Morocco has capitalized on its political stability, robust infrastructure, and a strategic location, to emergence as a regional manufacturing and export base for international companies, said the US State Department in a report.
“Morocco is actively encouraging and facilitating foreign investment, particularly in export sectors like manufacturing, through macro-economic policies, trade liberalization, investment incentives, and structural reforms,” said the report, highlighting in particular Morocco’s 2014 Industrial Acceleration Plan, as a new approach to industrial development based on establishing “ecosystems”.
The ecosystems integrate value chains and supplier relationships between large companies and small and medium-sized enterprises (SMEs;), has guided Ministry of Industry policy for the last five years.
The report also shed light on incentives offered to foreign investors citing the financial and administrative facilities offered by Casablanca Finance City (CFC), Morocco’s flagship financial and business hub launched in 2010.

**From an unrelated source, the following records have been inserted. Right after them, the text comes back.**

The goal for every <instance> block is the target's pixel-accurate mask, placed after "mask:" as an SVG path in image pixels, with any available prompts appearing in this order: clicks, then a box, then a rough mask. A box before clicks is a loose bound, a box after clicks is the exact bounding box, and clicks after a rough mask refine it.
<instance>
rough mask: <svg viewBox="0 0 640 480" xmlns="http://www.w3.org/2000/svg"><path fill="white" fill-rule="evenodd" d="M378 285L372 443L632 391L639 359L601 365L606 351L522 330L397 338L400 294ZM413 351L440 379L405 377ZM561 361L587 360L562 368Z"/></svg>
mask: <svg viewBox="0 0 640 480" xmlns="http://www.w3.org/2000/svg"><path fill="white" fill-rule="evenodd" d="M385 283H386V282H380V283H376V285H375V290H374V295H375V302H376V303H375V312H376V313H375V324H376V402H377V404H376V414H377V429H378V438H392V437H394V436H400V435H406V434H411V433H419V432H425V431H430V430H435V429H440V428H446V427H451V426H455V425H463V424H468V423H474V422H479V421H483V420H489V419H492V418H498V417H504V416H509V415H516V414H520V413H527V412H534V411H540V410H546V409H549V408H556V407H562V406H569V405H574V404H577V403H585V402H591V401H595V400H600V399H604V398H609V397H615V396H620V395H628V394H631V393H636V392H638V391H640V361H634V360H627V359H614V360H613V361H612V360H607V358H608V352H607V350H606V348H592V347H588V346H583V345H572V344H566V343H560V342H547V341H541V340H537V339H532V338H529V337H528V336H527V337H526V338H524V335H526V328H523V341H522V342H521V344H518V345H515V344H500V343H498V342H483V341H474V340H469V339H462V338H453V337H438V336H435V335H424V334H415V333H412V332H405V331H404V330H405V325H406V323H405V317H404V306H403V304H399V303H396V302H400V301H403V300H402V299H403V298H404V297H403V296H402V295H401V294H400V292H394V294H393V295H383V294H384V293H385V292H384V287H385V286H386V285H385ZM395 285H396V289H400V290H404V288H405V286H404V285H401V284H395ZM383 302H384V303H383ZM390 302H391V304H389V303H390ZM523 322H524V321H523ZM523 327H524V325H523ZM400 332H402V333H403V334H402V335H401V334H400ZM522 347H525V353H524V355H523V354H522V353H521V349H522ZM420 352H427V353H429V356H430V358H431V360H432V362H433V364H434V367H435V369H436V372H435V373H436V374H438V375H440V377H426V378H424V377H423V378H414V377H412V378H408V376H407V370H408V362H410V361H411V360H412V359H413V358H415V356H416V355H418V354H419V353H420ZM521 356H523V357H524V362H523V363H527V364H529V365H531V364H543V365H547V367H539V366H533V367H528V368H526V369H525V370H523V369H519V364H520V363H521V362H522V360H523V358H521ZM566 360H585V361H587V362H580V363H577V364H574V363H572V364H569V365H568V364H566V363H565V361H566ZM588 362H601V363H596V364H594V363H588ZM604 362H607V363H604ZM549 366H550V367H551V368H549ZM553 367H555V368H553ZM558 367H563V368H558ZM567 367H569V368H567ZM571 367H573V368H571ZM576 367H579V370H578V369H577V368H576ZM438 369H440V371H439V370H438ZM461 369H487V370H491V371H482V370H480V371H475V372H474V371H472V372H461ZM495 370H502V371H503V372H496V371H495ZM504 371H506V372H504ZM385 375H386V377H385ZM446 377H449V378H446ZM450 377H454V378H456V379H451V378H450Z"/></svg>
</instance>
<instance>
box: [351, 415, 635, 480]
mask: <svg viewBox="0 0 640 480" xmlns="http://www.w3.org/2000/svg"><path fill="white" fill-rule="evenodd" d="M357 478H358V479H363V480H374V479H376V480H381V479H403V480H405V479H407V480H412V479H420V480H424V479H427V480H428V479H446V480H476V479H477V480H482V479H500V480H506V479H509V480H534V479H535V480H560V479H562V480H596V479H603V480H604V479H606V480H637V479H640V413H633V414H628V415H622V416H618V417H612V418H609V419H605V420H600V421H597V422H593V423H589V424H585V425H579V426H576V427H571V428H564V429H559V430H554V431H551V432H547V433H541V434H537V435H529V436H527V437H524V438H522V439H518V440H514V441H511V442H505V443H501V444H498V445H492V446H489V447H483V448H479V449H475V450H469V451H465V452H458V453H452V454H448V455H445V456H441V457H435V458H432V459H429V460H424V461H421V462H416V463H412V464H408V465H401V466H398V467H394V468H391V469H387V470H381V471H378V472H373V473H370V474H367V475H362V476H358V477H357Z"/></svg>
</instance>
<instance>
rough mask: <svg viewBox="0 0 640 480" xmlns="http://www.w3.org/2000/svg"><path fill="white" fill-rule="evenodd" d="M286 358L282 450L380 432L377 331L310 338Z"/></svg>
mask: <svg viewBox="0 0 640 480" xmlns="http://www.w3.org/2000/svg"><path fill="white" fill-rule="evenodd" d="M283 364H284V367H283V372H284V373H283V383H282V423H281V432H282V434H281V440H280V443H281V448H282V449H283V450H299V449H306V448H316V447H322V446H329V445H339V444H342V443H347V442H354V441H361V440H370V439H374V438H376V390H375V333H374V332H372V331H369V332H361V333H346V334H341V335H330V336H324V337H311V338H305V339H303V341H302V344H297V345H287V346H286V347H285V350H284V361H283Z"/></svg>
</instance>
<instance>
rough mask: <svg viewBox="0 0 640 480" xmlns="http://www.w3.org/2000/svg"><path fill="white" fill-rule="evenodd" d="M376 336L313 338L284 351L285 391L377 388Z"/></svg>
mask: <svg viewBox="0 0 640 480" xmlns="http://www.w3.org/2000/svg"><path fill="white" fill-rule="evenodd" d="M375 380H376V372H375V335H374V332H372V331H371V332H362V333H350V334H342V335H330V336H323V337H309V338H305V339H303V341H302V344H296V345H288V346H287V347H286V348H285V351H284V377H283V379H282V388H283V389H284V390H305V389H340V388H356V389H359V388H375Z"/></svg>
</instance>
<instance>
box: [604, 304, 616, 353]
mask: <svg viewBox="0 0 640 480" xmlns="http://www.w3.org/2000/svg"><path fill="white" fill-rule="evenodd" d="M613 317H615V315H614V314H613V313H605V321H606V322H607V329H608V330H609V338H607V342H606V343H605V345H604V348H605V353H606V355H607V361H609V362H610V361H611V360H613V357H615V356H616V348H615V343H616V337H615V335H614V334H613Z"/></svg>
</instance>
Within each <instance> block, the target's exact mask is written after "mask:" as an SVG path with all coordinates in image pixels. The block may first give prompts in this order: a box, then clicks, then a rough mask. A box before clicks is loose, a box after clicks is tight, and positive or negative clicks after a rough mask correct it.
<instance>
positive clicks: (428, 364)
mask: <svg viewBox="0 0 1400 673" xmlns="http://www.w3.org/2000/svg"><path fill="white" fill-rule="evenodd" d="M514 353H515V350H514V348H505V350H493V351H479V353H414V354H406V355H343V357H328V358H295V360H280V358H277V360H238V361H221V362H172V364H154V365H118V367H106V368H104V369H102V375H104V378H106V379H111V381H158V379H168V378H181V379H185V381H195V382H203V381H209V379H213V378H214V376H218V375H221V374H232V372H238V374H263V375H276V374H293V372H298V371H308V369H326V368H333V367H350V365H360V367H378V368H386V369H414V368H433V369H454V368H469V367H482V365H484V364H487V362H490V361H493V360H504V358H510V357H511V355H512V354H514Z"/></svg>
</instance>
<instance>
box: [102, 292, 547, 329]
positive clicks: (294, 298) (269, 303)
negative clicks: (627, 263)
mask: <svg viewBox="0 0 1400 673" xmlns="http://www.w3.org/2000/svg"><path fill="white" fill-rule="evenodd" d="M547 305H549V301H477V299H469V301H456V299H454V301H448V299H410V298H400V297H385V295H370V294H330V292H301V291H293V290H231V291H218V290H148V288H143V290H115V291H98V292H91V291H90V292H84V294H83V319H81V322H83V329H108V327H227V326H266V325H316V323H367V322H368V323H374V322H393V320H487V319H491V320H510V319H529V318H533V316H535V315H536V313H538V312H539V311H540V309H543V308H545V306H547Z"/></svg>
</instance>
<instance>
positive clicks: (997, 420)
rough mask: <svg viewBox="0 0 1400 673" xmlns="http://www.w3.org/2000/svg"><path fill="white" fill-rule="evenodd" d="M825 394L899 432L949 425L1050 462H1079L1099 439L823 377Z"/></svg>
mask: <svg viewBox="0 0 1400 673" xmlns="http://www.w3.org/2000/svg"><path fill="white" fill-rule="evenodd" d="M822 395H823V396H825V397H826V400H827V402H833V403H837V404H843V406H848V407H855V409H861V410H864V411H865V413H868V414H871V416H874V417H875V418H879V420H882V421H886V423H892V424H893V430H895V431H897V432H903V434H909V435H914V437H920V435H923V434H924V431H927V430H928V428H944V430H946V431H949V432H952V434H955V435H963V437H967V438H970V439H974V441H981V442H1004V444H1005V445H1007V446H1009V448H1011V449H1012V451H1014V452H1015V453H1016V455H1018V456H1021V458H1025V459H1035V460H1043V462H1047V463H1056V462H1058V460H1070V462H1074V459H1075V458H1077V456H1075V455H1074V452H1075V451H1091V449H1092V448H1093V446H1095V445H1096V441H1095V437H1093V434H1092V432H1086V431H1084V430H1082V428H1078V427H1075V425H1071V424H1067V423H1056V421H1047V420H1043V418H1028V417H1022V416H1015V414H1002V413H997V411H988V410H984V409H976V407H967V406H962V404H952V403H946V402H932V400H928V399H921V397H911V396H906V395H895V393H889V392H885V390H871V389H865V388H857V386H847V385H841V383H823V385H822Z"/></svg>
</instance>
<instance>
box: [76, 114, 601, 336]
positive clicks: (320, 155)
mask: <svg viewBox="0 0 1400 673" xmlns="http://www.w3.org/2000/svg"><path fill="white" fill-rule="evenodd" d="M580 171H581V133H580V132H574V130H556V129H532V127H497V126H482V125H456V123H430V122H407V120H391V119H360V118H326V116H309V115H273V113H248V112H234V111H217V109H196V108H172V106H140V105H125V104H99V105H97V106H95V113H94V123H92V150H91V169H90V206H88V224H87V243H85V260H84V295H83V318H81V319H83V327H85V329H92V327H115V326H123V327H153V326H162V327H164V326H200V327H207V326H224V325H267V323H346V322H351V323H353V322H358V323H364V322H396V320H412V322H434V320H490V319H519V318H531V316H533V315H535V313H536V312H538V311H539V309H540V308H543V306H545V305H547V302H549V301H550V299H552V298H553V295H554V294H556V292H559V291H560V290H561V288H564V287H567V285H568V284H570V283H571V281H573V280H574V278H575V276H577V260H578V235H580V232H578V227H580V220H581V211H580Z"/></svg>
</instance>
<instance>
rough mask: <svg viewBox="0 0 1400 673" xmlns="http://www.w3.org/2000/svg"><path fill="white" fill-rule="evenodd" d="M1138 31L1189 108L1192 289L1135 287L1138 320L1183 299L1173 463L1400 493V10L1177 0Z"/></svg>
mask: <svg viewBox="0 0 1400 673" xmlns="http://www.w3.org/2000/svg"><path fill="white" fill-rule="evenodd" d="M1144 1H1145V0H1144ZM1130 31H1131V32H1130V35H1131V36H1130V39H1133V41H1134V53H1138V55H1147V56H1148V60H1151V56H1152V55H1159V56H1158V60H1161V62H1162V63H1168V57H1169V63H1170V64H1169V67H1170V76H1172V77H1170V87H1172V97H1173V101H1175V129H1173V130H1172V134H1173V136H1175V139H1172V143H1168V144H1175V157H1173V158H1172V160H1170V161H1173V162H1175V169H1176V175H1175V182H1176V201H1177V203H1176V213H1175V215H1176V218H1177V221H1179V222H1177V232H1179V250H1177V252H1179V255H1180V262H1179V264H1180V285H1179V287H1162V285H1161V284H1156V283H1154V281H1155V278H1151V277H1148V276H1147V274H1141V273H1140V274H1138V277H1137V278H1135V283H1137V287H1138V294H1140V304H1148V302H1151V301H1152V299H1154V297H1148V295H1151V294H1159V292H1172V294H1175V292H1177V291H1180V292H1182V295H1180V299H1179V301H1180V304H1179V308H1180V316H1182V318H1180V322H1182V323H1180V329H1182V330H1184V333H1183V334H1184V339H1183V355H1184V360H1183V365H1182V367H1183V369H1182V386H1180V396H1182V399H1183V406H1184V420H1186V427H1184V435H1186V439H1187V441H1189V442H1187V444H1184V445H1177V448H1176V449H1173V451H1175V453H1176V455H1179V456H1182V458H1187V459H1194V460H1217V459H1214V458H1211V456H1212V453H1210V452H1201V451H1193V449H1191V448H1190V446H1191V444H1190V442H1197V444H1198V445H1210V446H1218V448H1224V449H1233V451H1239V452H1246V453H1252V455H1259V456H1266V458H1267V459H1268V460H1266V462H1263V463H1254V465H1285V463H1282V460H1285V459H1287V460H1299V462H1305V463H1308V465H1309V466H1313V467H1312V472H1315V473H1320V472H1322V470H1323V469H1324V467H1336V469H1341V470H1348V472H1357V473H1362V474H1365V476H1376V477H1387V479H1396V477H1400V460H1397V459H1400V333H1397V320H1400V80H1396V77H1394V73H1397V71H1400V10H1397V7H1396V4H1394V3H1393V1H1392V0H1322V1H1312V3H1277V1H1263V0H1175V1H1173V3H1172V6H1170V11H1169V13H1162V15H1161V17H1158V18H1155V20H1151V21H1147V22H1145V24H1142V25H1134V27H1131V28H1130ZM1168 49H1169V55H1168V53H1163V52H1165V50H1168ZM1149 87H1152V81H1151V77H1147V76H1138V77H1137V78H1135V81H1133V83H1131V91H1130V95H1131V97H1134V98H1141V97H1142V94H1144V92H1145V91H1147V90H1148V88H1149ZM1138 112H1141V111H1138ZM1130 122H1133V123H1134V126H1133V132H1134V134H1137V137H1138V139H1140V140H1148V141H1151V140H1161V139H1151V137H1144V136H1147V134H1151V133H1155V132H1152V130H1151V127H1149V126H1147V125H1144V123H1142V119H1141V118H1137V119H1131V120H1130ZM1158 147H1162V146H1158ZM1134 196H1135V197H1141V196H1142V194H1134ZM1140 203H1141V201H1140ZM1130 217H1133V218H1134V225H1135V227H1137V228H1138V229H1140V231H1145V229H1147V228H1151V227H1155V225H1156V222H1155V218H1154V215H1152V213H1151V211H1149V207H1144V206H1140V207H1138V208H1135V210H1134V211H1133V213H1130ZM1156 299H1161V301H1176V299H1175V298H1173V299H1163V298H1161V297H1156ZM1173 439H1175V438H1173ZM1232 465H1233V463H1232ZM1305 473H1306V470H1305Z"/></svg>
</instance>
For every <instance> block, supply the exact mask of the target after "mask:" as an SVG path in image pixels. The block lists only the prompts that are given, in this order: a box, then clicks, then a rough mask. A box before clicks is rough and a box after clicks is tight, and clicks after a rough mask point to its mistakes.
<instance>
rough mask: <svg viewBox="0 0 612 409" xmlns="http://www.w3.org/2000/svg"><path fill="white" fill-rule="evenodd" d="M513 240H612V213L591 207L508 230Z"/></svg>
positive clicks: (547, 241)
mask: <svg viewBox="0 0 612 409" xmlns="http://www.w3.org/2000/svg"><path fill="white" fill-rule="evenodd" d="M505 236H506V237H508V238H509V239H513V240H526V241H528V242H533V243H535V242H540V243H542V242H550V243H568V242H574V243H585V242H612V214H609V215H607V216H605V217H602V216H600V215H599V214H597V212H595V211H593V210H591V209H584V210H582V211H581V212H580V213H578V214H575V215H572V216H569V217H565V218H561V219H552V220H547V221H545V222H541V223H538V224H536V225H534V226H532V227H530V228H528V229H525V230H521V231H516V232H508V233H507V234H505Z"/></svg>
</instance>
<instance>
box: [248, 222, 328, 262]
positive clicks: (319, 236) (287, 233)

“Morocco’s return to the African Union in January 2017 and the launch of the African Continental Free Trade Area (CFTA) in March 2018 provide Morocco further opportunities to promote foreign investment and trade and accelerate economic development,” it said.
Morocco has ratified 69 bilateral investment treaties for the promotion and protection of investments and 60 economic agreements – including with the United States and most EU nations – that aim to eliminate the double taxation of income or gains, the report recalls.
In the World Bank’s 2019 Doing Business Report , Morocco ranks 60 out of 190 economies worldwide in terms of ease of doing business, rising nine places since the 2018 report, it said.
Such progress was achieved against the backdrop of number of reforms facilitating business registration, such as eliminating the need to file a declaration of business incorporation with the Ministry of Labor, reducing company registration fees, and eliminating minimum capital requirements for limited liability companies.
The report also commends Morocco’s sound financial fundamentals and developed banking system “where penetration is rising rapidly.”
“Morocco has some of Africa’s largest banks, and several are major players on the continent and continue to expand their footprint. The sector has several large, homegrown institutions with international footprints, as well as several subsidiaries of foreign banks,” said the US State Department.
It is to be recalled that the joint follow-up committee on the Morocco-US Free Trade Agreement (FTA) convened in Rabat earlier this July to discuss ways of boosting trade exchanges and cooperation particularly in the sectors of agriculture, textiles, investment and customs.
Assistant US Trade Representative Dan Mullaney who co-chaired the meeting expressed Washington’s willingness to develop trade relations with Morocco and to promote investment, stressing the need to take full advantage of the opportunities offered by the FTA which created momentum through its positive impact on economic and trade relations between the two countries.
The volume of trade between Morocco and the United States more than quadrupled during the period 2006-2018, reaching approximately $5.44 billion in 2018, compared to $1.34 billion in 2006.
More than 120 US companies are present in Morocco, which is a sign of confidence in the country’s potential.